だいぶ“前川清節”は減らした シンガー・ソングライターの紘毅さん

西日本新聞 根井 輝雄

 KBCなどで毎週日曜日に放送しているテレビ番組「前川清の笑顔まんてんタビ好キ」。九州各地を旅する前川さんが地元の方々とふれ合う人気番組で、放送開始から9年目に入りました。4月からの新しいオープニング曲は「歩いて行こう」。前川さんの長男でシンガー・ソングライターの紘毅さんが作詞・作曲を手掛け、前川さんが歌うポップな曲です。福岡を訪れた紘毅さんに、新曲への思いを尋ねました。

 -新曲「歩いて行こう」に込めた思いは。

 ★紘毅 最初に1曲作ったんですが、(新型コロナウイルスの影響でイベント自粛が相次ぐ)こんな時期だから、もう少し明るくしようと、曲を丸々なくして新たに書きました。僕らはやっぱり、ちょっとは笑える時間を提供するのが仕事かな、と思います。皆で歌える曲というイメージで書きました。ちょうど、おやじや僕、えとう窓口さん(「タビ好キ」出演)、妹の前川侑那と回っているファミリーコンサートも延期になっていますが、いつかまた皆さんと一緒に集まったとき“頑張ったね”って一緒に歌える曲にしたいですね。

 -前川清さんの歌い方は、従来に比べしっとりした感じです。

 ★紘毅 だいぶ“前川清節”は減らしてもらいました。レコーディングの時、すっと歌ってくれたんです。息子だからわがまま言えた曲ですかね。普通は前川清に「こう歌って」って言いづらいでしょうけど。でも、本人も「今までと違う曲にしたい。オープニングに合う曲を考えてくれれば歌うよ」と言っていました。その意味でも、僕がイメージした通りですね。

 -まさに旅の歌ですね。

 ★紘毅 歌詞に「旅って人生のようだね」とあります。本当は、最後のサビだけ「人生は旅のようだね」って入れ替えたかったのですけど、おやじから「70歳を超えて細かい変更は覚えられない」って。そこだけ唯一、強行突破できなかったですね。

 -紘毅さんも「タビ好キ」に時々出演しています。

 ★紘毅 こういう番組は、なかなか東京ではできないんですよ。突然インターホンを押しても、住民の方に迎え入れてもらい、話をしてくれます。前川清の知名度で成り立つかもしれませんけど。
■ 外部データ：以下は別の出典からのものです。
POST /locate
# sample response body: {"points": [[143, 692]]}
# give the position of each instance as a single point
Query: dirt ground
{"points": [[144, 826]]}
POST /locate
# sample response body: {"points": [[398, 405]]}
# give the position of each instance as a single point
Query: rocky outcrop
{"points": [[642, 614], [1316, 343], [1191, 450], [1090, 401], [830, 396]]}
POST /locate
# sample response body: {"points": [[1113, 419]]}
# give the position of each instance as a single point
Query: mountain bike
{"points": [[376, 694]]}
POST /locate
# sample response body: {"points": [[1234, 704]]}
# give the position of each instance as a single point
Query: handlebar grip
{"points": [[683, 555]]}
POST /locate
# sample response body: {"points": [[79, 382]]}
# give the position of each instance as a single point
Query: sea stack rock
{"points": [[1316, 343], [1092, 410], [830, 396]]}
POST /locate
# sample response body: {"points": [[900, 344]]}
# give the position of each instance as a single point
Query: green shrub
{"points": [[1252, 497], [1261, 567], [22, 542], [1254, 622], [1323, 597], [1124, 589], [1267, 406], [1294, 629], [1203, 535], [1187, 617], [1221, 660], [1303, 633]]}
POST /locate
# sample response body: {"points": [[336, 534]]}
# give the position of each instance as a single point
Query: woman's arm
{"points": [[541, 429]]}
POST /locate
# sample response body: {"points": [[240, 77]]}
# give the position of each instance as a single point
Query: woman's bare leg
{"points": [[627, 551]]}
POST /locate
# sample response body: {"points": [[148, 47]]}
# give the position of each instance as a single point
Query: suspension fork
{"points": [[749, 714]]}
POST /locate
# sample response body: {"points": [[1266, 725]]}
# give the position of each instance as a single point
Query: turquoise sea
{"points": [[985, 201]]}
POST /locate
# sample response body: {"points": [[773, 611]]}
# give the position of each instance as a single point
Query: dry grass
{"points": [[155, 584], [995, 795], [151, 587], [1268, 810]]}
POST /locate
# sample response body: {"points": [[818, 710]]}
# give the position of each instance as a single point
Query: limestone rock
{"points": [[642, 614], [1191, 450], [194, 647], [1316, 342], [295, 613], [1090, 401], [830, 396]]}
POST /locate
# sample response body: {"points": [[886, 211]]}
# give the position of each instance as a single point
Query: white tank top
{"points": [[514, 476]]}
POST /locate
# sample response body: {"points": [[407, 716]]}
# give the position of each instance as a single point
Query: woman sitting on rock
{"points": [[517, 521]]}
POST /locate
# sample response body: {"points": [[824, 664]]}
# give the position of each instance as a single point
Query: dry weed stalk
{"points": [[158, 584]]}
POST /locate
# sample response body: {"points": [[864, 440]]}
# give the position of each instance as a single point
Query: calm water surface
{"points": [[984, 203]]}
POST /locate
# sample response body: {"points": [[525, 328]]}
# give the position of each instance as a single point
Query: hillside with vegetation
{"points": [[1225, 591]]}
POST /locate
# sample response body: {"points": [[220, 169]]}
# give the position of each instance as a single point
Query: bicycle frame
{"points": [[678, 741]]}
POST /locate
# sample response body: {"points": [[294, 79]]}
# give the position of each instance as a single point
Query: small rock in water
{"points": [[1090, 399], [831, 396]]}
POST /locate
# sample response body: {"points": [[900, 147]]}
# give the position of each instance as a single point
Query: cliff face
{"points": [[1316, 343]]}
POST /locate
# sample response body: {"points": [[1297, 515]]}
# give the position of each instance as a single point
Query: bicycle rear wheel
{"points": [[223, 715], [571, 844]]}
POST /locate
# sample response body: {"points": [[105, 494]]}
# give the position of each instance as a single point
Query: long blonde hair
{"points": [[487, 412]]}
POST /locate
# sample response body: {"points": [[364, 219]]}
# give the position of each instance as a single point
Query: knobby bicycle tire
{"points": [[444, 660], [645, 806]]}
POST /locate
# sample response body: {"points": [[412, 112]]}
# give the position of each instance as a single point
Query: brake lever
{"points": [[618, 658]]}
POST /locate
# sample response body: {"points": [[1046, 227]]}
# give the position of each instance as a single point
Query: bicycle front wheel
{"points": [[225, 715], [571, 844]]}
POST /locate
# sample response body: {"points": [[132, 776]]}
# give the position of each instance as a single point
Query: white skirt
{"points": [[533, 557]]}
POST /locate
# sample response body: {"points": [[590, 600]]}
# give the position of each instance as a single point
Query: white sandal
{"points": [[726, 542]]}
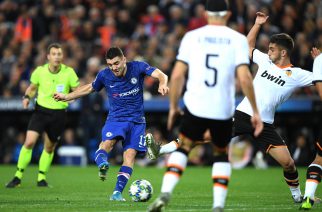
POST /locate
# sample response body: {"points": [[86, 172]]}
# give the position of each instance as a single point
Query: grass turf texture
{"points": [[79, 189]]}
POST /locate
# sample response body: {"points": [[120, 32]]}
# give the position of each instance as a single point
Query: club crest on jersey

東京は、隣の人と会話がない、だれが住んでいるのか分からない。僕が東京から来ても迎えてくれるのは、九州の良さだと思いますね。出演は毎回楽しみです。

 -お父さんは長崎県出身。九州には縁がありますね。

 ★紘毅 祖父母が北九州にいて、子どもの頃から遊びに来てて、人の温かさをずっと感じていました。家族で海外旅行に行くときも、僕は飛行機が苦手なので、一人だけ北九州にいて、1カ月くらい釣りをしていました。

 -音楽の道を志したのは。

 ★紘毅 子どもの頃から、あまり音楽は勧められなかった。「やめた方がいいぞ」って言われ続けて。でも反発しますよね。おやじにダメって言われれば言われるほど、やりたくなる。音大に行き、4年間で音楽の仕事を自分で見つけられたら、おやじの手も借りていないので文句の言いようがないだろう、って勉強しました。学校の先生になりたかったけど、たまたまオーディションを受けてこの世界に入りました。
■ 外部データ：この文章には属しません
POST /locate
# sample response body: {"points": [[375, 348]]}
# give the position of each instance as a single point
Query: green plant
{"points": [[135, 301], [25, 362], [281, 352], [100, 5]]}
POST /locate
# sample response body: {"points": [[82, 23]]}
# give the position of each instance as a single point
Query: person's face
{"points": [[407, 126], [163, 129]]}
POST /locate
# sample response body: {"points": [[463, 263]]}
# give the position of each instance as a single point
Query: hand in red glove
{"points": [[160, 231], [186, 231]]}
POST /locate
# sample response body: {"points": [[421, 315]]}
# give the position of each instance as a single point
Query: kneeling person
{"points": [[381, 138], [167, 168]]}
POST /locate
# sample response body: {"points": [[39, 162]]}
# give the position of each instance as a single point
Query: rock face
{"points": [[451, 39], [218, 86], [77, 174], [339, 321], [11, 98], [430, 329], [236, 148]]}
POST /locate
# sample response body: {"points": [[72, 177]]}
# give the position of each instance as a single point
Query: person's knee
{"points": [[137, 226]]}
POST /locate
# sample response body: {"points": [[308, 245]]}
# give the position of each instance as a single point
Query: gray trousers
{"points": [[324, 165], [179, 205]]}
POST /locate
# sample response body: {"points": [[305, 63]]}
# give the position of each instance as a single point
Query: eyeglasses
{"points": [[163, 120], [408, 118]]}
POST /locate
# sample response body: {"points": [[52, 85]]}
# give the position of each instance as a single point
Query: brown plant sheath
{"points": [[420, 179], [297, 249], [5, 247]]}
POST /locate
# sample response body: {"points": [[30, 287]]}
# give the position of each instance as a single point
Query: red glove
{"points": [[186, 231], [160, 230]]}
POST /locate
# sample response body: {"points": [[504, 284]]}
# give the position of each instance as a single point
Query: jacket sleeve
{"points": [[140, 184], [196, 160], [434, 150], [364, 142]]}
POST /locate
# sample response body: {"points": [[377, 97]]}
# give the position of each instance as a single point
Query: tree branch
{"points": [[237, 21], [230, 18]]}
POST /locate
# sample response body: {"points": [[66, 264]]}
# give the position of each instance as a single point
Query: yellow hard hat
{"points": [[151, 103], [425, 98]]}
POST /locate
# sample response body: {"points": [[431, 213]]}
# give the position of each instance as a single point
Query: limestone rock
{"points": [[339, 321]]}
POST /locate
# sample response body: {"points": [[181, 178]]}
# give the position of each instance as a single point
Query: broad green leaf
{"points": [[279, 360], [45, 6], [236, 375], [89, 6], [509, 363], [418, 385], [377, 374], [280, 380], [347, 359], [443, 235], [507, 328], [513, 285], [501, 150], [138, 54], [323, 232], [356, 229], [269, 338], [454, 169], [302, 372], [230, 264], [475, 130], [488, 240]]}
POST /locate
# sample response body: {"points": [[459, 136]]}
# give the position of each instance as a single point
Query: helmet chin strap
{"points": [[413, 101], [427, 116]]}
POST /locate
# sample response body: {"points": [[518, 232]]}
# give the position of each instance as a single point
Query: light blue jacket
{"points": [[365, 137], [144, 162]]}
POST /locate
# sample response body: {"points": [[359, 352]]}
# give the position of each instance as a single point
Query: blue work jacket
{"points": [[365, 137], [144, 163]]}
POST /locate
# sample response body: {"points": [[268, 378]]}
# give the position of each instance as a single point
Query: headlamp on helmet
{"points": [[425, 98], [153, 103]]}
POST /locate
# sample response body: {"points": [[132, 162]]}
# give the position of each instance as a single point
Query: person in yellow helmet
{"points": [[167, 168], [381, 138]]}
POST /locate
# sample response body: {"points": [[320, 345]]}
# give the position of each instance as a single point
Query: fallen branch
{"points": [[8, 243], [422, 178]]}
 で、数年たち、あまりうまくいかなかったときに相談したら、急に協力してくれるようになり、「タビ好キ」にも出してもらっています。

 -作詞・作曲で心掛けていることは。

 ★紘毅 子どもが聴ける曲、というのが頭の中にあります。カラオケの履歴を見ても、最新の曲より昔のヒットソングの方が歌われている。だから子どもの頃に聴く曲は大切で、子どもが口ずさめる曲を歌っていきたいです。おやじが歌う重たい別れ歌は、あまり歌わなかったですね(笑)。

 -ライブがなかなか開けない状況ですが、今後は。

 ★紘毅 僕ら自身もあまり出歩けないんですが、家でずっと過ごすと気持ちが暗くなりますよね。そのとき一瞬でもいいからホッとできる時間をつくれるようにしたい。今、配信ライブをやっていますが、おやじも急に配信したいと言い出した。昭和の親父なのか、仕事していないとダメなんで、一緒にやろうという話になっています。「台本も全部決めていい」って言うんで、息子だからできる前川清の姿を見せられると思います。やはり皆さんにわくわくしてもらいたいですね。

 (文・根井輝雄、写真・古瀬哲裕)

 ▼ひろき 1985年11月9日生まれ、東京都出身。ピアノやギターを独習し、音大で専門的に学ぶ。2006年にシングル「カエデ」でシンガー・ソングライターとしてデビュー。TVアニメ「妖怪ウォッチ!」のオープニング曲を歌った。ラジオ番組のパーソナリティーとしても活躍。